Newport - 13 - 31 juillet

Evidemment, le contact avait été pris, quelques jours avant notre arrivée à Newport, avec Arnoud, vieux copain belge d'-il-y-a-quinze-ans-a-Londres: il est installé dans la ville depuis quelques années, et on se réjouissait de le revoir, ainsi que de rencontrer sa femme Lizz et leurs deux garçons, Félix et Adrien.

Mais dès le moment où le chantier qui devait effectuer quelques travaux sur Panta Rhei (safran, antifouling) nous a indiqué que nous ne pourrions pas rester à bord une fois le bateau sorti de l'eau, ce qui devait être un tea-time rendez-vous s'est transformé en une installation en bonne et due forme dans la maison de Villegas: au total, plus de dix jours de cohabitation, dans une atmosphère joyeuse et animée, en immersion totale dans la vie de cette délicieuse famille belgo-américaine. Une maison charmante, un magnifique nid douillet ("un gnagnagna" digne de ce nom, un beau, un vrai) pour nous quatre dans une jolie chambre décorée de souvenirs discrets de leur vie à New Delhi, un jardin ombragé juste ce qu'il faut, une voiture (qui aura permis à capt'n Marc d'aller tous les jours jusqu'au chantier situé à Jamestown, de l'autre côté de la baie, superviser l'avancement des travaux et mettre la main à la pâte - merci Arnoud!!!), une machine à laver (alléluia!)... mais surtout Arnoud, et Lizz, Félix et Adrien, dont nous avons tous les quatre énormément apprécié la compagnie, la disponibilité et l'immense générosité.

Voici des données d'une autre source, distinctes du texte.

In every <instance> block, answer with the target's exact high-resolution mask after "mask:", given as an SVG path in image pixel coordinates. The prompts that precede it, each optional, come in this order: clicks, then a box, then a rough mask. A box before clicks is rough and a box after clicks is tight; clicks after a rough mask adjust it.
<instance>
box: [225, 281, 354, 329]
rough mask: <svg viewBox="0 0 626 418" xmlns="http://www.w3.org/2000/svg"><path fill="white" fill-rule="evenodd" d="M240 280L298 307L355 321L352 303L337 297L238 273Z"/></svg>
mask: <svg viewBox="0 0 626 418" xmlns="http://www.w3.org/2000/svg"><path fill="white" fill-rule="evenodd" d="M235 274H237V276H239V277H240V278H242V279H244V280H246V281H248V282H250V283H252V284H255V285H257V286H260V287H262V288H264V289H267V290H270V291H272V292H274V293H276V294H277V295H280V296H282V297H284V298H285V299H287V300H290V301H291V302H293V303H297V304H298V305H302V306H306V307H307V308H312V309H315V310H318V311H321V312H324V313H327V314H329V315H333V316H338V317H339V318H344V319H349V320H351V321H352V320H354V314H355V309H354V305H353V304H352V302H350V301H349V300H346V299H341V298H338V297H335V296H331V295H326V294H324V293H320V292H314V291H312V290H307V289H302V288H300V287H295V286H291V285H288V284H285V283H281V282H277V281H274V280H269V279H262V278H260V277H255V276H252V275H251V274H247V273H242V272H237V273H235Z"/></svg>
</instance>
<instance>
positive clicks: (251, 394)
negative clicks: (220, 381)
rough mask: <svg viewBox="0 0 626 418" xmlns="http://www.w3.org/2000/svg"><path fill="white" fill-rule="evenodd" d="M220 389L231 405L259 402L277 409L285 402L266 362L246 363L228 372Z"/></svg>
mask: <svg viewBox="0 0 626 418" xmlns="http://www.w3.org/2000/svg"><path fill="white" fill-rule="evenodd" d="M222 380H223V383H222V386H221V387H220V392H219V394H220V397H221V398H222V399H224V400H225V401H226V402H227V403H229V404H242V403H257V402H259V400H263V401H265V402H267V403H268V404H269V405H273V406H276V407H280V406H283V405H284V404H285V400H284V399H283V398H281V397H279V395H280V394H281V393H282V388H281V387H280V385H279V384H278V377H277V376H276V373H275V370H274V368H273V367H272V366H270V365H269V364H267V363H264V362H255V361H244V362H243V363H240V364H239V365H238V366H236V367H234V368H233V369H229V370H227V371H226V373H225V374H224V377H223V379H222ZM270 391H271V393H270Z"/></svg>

Ortémi et Pingouin étant aussi à Newport, nous avons (bien sûr) connecté avec eux. Impossible d'envisager autre chose que de les voir tant que possible!

Arnoud, qui regardait hier soir mes photos de notre séjour ici, rigolait: "Très sympa - mais tu n'as pas une seule photo de Newport!" C'est vrai, le circuit touristique nous a quelque peu échappé - mais entre le Baileys Beach Club, les quelques navettes jusqu'au lieu du stage d'été de Félix (le Norman Bird Sanctuary, quelle beauté!), le cocktail chez Robert au bord de l'eau, avec zakouskis peanut butter-fried bacon (!), l'après-midi à la piscine chez Grampa, le diner chez Isabelle, les courses chez Trader Joe's à une demi-heure de voiture de la ville, l'achat du homard à prix réduit directement chez le pêcheur dans un hangar à côté du boatyard, la session "tie-dying" de t-shirts dans le jardin, la plage de Mackerell Cove, le Folk festival suivi depuis le cockpit de Panta Rhei (enfin de retour dans l'eau...) ou les longues soirées sur la terrasse à profiter de la fraîcheur du soir, nous en étions presque à nous prendre pour des vrais Newporters...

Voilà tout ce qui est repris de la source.